Weekly Message 5-11-12

 11 May 2012  
18 Iyar 5772  

Shalom Chaverim,  

As I walked through the school one afternoon this week, I saw a photography class sitting outside the photo lab, critiquing each other’s pictures. Quietly, one of the students showed me her photograph of a collection of objects on what appeared to be a kitchen table. “I’ve taken and developed about 15 or 16 pictures,” she told me, “and my theme is things that remind me of my grandmother.” I was moved by this student’s choice to use her photography project as a way to explore her past and connect with the life of her grandmother.  

Later that day I spoke with another student, who told me about her film class’s field trip to NewBridge on the Charles, Hebrew Senior Life. She explained to me that she and her classmates interviewed and filmed some of the residents as part of an oral history project. Their teacher shared with me the goals of their visit. “On a technical (film-making) level, they learned to respectfully adapt a person’s story using the documentary technique. In terms of Jewish identity development, they interacted with an older generation in order to create multi-generational bonds and mutual appreciation.” 

When I asked the teacher if he thought the visit was successful, he shared how moving the experience was for him. “Seeing the level of respect our students showed for their subjects and the genuine interest the residents had in our project, as well as the profound stories they told us about their lives, was awe inspiring. On top of that, the gratitude that both the residents and the students felt just to be able to talk with each other in that way was obvious and made the whole endeavor worthwhile.”  

Both of these encounters reminded me of a well-known teaching from Pirkei Avot (Ethics of the Fathers), which we traditionally read each Shabbat during the weeks between Passover and Shavuot. In the first Mishnah of Chapter 3, “Akavia ben Mahallalel says, ‘A person should pay attention to three things and (if he does) he will not come into the hands of sin: Where do you come from? Where are you going? And, before whom will you eventually have to give a reckoning?’”  

In the Mishnah, Akavia ben Mehallalel answers his own three questions: “You come from a drop of semen; you are going back to the earth; you stand before the Almighty.” According to him, these questions should remind us of the fleeting nature of life and of our own smallness, which keeps us humble and helps us avoid the pride and self-centeredness that often can lead us astray.  

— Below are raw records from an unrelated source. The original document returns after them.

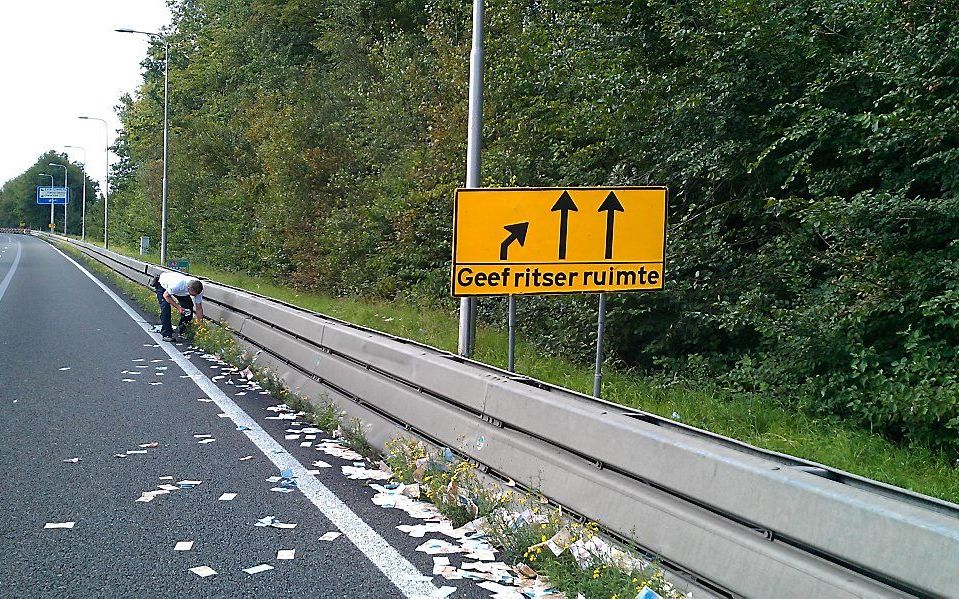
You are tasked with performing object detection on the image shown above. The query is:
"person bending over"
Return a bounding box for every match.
[151,272,204,342]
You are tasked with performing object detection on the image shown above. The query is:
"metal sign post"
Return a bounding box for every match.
[593,292,607,397]
[507,295,517,371]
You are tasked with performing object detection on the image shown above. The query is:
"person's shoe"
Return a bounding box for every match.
[162,335,175,342]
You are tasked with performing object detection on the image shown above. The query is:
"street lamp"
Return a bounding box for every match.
[48,163,68,235]
[64,145,87,240]
[458,0,486,357]
[116,27,170,265]
[78,116,110,248]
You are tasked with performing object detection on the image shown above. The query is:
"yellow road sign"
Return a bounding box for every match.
[452,187,667,296]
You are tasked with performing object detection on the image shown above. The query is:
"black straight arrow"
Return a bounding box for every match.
[500,222,529,260]
[551,191,578,260]
[598,191,625,259]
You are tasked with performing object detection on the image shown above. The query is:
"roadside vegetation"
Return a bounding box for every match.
[62,240,959,504]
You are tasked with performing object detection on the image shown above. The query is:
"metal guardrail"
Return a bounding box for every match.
[43,233,959,598]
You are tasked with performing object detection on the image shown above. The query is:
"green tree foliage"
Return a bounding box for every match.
[102,0,959,452]
[0,151,99,235]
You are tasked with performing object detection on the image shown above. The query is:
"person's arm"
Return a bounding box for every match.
[195,303,204,321]
[163,290,184,313]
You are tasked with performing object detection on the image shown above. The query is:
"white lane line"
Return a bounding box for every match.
[0,237,22,306]
[47,242,439,598]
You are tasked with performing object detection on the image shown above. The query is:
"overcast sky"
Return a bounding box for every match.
[0,1,172,193]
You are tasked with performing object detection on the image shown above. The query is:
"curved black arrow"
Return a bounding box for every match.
[598,191,625,259]
[551,191,578,260]
[500,222,529,260]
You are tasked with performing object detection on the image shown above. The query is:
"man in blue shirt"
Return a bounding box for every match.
[151,272,204,342]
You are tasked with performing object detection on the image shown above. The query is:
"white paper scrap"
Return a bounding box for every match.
[44,521,75,529]
[58,367,71,371]
[174,541,194,551]
[276,549,295,560]
[198,439,216,444]
[218,493,237,501]
[319,531,342,541]
[243,564,274,575]
[189,566,217,578]
[239,455,254,461]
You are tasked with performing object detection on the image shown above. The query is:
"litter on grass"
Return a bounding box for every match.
[341,465,392,481]
[316,442,364,462]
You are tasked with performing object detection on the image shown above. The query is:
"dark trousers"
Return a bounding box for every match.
[153,280,194,337]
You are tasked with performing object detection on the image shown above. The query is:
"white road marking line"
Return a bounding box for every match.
[0,237,22,307]
[47,241,439,598]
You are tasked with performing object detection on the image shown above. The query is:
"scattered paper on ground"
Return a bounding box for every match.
[174,541,194,551]
[44,522,75,529]
[277,549,295,560]
[319,531,341,541]
[189,566,217,578]
[243,564,274,575]
[219,493,237,501]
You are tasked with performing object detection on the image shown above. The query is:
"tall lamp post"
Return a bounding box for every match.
[116,27,169,265]
[458,0,486,357]
[38,173,54,230]
[64,145,87,240]
[48,163,68,235]
[78,116,110,248]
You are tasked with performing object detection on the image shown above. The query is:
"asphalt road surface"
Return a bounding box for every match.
[0,234,486,598]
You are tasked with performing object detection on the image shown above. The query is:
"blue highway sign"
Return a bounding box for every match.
[36,186,69,205]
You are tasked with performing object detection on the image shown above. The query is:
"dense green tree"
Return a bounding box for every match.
[0,151,99,235]
[92,0,959,451]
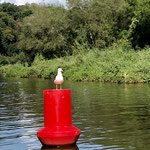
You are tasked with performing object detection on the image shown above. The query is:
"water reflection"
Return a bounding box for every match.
[0,78,150,150]
[41,144,79,150]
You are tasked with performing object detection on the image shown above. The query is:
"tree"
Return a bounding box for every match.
[67,0,128,48]
[17,4,69,63]
[119,0,150,48]
[0,3,32,20]
[129,0,150,48]
[0,12,17,56]
[0,3,32,57]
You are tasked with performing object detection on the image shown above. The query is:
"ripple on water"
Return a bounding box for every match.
[1,79,150,150]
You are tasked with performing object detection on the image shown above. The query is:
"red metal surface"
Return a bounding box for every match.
[37,89,80,146]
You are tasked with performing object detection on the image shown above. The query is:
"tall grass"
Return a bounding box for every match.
[1,46,150,83]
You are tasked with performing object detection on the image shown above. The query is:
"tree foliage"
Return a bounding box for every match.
[67,0,128,48]
[0,3,32,20]
[0,11,17,56]
[0,0,150,65]
[129,0,150,47]
[0,3,32,57]
[17,4,69,63]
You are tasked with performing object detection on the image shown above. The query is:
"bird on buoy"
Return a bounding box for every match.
[54,68,64,89]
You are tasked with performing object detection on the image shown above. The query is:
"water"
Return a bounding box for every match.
[0,78,150,150]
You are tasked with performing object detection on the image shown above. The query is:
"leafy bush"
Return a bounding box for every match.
[1,45,150,83]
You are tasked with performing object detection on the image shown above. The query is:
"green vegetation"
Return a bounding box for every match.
[0,0,150,83]
[1,46,150,83]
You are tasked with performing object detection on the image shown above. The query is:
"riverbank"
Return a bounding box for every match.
[1,47,150,83]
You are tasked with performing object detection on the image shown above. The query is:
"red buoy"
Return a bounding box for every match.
[37,89,80,146]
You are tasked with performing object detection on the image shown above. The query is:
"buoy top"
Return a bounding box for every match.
[44,89,70,92]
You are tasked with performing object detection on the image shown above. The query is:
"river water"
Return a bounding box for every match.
[0,78,150,150]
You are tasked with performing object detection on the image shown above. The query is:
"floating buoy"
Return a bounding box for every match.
[37,89,80,146]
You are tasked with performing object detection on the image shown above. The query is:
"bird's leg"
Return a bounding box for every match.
[56,84,58,90]
[60,84,62,89]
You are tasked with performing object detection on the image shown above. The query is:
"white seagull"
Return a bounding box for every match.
[54,68,64,89]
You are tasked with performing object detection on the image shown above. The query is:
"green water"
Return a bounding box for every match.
[0,78,150,150]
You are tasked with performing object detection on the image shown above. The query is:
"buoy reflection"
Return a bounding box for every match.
[41,144,79,150]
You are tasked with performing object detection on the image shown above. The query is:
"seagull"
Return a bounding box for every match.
[54,68,64,89]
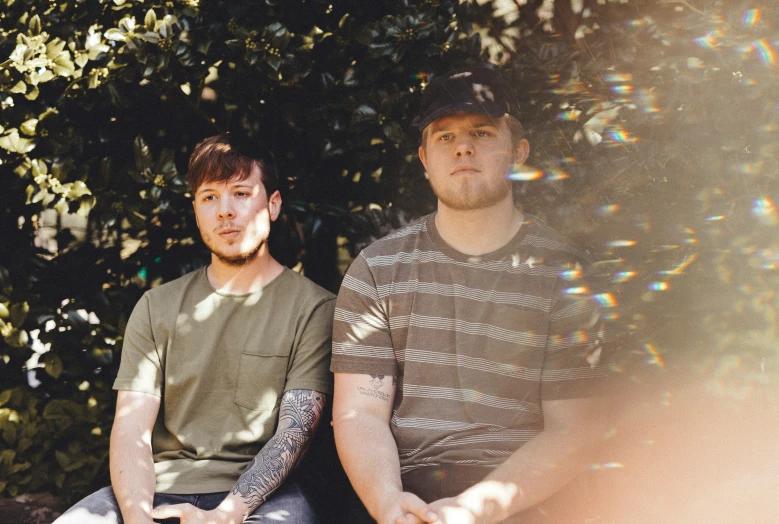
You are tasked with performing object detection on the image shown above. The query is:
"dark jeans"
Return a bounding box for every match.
[53,478,317,524]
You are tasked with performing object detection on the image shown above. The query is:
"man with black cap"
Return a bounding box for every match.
[330,66,611,524]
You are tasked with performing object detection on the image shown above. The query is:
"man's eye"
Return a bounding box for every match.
[235,192,248,197]
[475,130,490,137]
[202,195,215,202]
[439,133,452,141]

The student’s photography project and the video production class’s field trip to NewBridge suggest alternative answers to Akavia ben Mehallalel’s three essential questions. Perhaps, these questions are teaching us that, in order to be our best selves, we need to feel connected to our past, our heritage, our roots. We should not be, as one author put it, “orphans in history,” living only in the present moment, but rather we should see ourselves as part of a larger narrative. The unfolding story of our lives is interwoven with the story of our family and the story of our people.  

If we look carefully at our past and at the lives of the people who have come before us, we should be inspired to ask the Mishnah’s second question of ourselves and each other, “Where are you going?” What are your aspirations for the future, for the person you aspire to become and the world you want to create? And, as we live our lives as the bridge between the past and the future, we ask the third question to remind ourselves of the values and principles by which we live each day. We stand before thousands of years of lessons learned and an ever-evolving ethical and spiritual tradition.  

These three essential questions illustrate the power of a Jewish education, especially as our children are coming to understand themselves and their place in the world.  The opportunity to learn and grow as people with the guidance of Jewish values and in the context of tradition and community can have a lasting impact on the intellectual, moral, and spiritual people they are becoming.